He paused in his walk and listened. All the house was profoundly still—all the household evidently asleep—except her! He felt sure that she was sleepless. Oh, that he could go and comfort her! even as a mother comforts her child; but he could not.
“I suppose many would say,” he murmured to himself, “that I owe my first earthly duty to the people who have called me to this high office; that private sorrows and private conscience should yield to the public, and they would be right. Yet with me it is as if death had stepped in and relieved me of official duty to be taken up by my successor just the same—”
He stopped and put his hand to his head, murmuring:
“Is this special pleading? I wonder if I am quite sane?”
Then dropping into a chair he covered his face with his hands and wept aloud.
Does any one charge him with weakness? Think of the tragedy of a whole life compressed in that one crucial hour!
After a little while he grew more composed. The tears had relieved the overladen heart. He arose and recommenced his walk, reflecting with more calmness on the cruel situation.

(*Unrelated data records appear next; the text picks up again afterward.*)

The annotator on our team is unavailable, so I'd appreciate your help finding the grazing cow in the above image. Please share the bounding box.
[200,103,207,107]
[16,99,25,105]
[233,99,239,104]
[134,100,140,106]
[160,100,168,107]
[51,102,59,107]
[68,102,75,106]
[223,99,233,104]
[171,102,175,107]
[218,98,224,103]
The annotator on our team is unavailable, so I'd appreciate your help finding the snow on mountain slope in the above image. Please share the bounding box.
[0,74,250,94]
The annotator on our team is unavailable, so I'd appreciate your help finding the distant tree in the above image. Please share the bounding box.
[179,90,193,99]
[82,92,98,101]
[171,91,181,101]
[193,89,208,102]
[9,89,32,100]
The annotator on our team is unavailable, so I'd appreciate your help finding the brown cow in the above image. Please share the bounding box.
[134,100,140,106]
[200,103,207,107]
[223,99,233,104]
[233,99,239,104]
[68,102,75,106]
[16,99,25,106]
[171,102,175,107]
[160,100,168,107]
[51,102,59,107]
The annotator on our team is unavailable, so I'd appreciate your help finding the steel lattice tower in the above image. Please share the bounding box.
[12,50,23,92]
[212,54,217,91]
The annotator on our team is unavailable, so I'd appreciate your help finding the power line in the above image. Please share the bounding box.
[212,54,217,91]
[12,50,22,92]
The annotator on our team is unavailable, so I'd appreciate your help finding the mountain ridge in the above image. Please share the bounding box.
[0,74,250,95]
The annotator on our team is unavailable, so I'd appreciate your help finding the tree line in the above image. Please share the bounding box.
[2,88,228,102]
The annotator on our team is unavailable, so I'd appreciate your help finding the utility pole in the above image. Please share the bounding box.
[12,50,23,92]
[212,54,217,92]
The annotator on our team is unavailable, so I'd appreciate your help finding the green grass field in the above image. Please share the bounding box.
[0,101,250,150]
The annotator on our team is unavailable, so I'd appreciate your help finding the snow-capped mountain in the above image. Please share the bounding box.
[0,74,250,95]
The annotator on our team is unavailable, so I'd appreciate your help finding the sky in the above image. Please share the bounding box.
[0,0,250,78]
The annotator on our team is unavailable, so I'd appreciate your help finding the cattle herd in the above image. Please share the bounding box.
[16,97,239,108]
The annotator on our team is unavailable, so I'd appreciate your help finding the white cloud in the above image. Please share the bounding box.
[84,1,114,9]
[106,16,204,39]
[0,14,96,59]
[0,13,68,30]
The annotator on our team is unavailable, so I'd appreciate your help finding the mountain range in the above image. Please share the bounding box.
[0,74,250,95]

“I shall right her wrongs in the only possible way in which it can be done, and I shall do no harm to the State. Kennedy will be a better governor than I could have been. He is an older, wiser, more experienced statesman. I am conscious that I have been over-rated by the people who love me. I was elected for my popularity, not for my merit. And now—I am not even the man that I was—my life seems torn out of my bosom. Oh, Cora, Cora! life of my life! But you shall be happy, dear one! free and happy after a little while. Ah! I know your gentle heart. You will weep for the fate of him whom you loved—as a brother. Oh! Heaven! but your tears will come from a passing cloud that will leave your future life all clear and bright—not darkened forever by the slavery of a union with one whom you do not—only because you cannot—love.”
He walked slowly up and down the floor a few more turns, then glanced at the clock on the mantel piece, and said:
“Time passes. I must write my letters.”
There was an elegant little writing desk standing in the corner of the room and filled with stationery, mostly for the convenience of the ladies of the family when the Rockharrts occupied their town house.
He went to this, sat down and opened it, laid paper out, and then with his elbow on the desk and his head leaning on the palm of his hand, he fell into deep thought.
At length he began to write rapidly. He soon finished and sealed this letter. Then he wrote a second and a longer one, sealed that also. One—the first written—he put in the secret drawer of the desk; the other he dropped into his pocket.
Then he took “a long, last, lingering look” around the room. This was the room in which he had first met Cora after long years of separation; where he had passed so many happy evenings with her, when his official duties as an assemblyman permitted him to do so; this was the room in which they had plighted their troth to each other, and to which, only six hours before, they had returned—to all appearance—a most happy bride and groom. Ah, Heaven!